17 Septembre 2007 , Rédigé par Stratus Publié dans #Vie Sociale et Professionnelle

à l'occasion de l'inauguration de la Cité de l'Architecture et du patrimoine au Palais de Chaillot.


Palais de Chaillot, Paris, le 17 septembre 2007  


Madame la Ministre,
Mesdames et Messieurs les Maires,
Monsieur le Président,
Mesdames, Messieurs,


 Comme vous le savez, la nouvelle Cité de l'architecture et du patrimoine a été en réalité inaugurée hier et avant-hier par le peuple français à l'occasion des journées européennes du patrimoine. J'ai voulu cette " avant première " car cette cité est la maison du peuple bien avant d'être celle des architectes et des hommes politiques. Aujourd'hui je suis fier d'être parmi vous, au milieu de cette impressionnante galerie des moulages, heureux de saluer ici la présence des élus qui ont le privilège d'en héberger les originaux, heureux d'être accompagné par quelques uns des plus grands architectes du temps avec qui j'aurai le plaisir de déjeuner, heureux d'avoir parcouru avec vous les maquettes des réalisations architecturales les plus audacieuses et les plus contemporaines.

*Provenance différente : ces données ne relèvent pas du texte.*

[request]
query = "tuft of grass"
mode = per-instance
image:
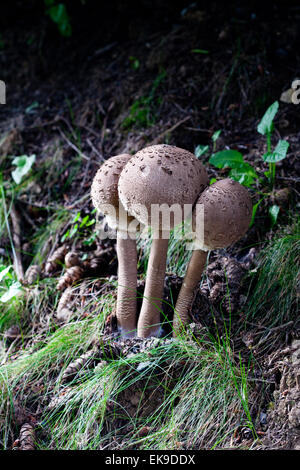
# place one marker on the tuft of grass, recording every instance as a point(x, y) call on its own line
point(274, 299)
point(200, 398)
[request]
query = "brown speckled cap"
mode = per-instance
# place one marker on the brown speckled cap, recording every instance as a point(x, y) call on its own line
point(227, 214)
point(104, 190)
point(160, 174)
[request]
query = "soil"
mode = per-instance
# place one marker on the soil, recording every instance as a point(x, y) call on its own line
point(69, 102)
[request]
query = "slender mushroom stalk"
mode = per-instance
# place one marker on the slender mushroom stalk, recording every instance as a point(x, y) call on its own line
point(127, 283)
point(160, 177)
point(227, 214)
point(105, 198)
point(149, 319)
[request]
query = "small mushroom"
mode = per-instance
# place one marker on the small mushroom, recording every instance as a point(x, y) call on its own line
point(157, 178)
point(105, 198)
point(227, 211)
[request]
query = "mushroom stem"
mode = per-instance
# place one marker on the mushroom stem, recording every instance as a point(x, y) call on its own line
point(149, 319)
point(186, 294)
point(127, 284)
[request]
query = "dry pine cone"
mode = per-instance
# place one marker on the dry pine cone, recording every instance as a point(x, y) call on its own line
point(27, 437)
point(71, 275)
point(55, 260)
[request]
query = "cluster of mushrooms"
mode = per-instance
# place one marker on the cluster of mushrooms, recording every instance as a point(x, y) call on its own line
point(156, 175)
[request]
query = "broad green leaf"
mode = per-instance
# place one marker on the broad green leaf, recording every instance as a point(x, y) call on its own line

Cette Cité a été voulue par Jules Ferry, le père de notre école moderne. Comme Condorcet, Ferry a toujours cherché à associer étroitement éducation et culture. En concrétisant l'idée de Viollet le Duc de créer un " musée de moulages ", Jules Ferry a voulu qu'un large public puisse avoir un accès instantané à la richesse et la variété des patrimoines des régions de France.

L'inauguration de ce nouvel établissement culturel consacré à l'architecture et au patrimoine, je veux qu'elle soit l'occasion de remettre l'architecture au cœur de nos choix politiques. C'est une orientation politique que je vais assumer tout au long de ce quinquennat. L'architecture a un rôle majeur dans le destin individuel et collectif des hommes. L'architecture traduit ce destin, elle interprète ce destin, mais l'architecture également conditionne ce destin. L'architecture dessine nos murs, nos fenêtres, définit notre cadre de vie, oriente nos déplacements, modifie notre relation à l'espace et aux autres personnes.

Avec l'architecture, " nous sommes, nous nous mouvons, nous vivons dans l'œuvre de l'homme " déclarait Paul Valéry. C'est le contact le plus immédiat des citoyens avec l'art, avec l'histoire, et  avec la création. Cette Cité, c'est en vérité notre pays tout entier, le territoire de nos valeurs, de nos références, de nos espérances - en un mot, cette Cité c'est le lieu de notre identité. Cette identité s'ancre dans nos régions tout comme elle s'exprime à travers l'universalité d'une culture ouverte au monde, et que résume magnifiquement la démarche d'un architecte à la fois chinois et américain venu construire une Pyramide en plein cœur du Louvre. L'identité n'est pas synonyme de fermeture.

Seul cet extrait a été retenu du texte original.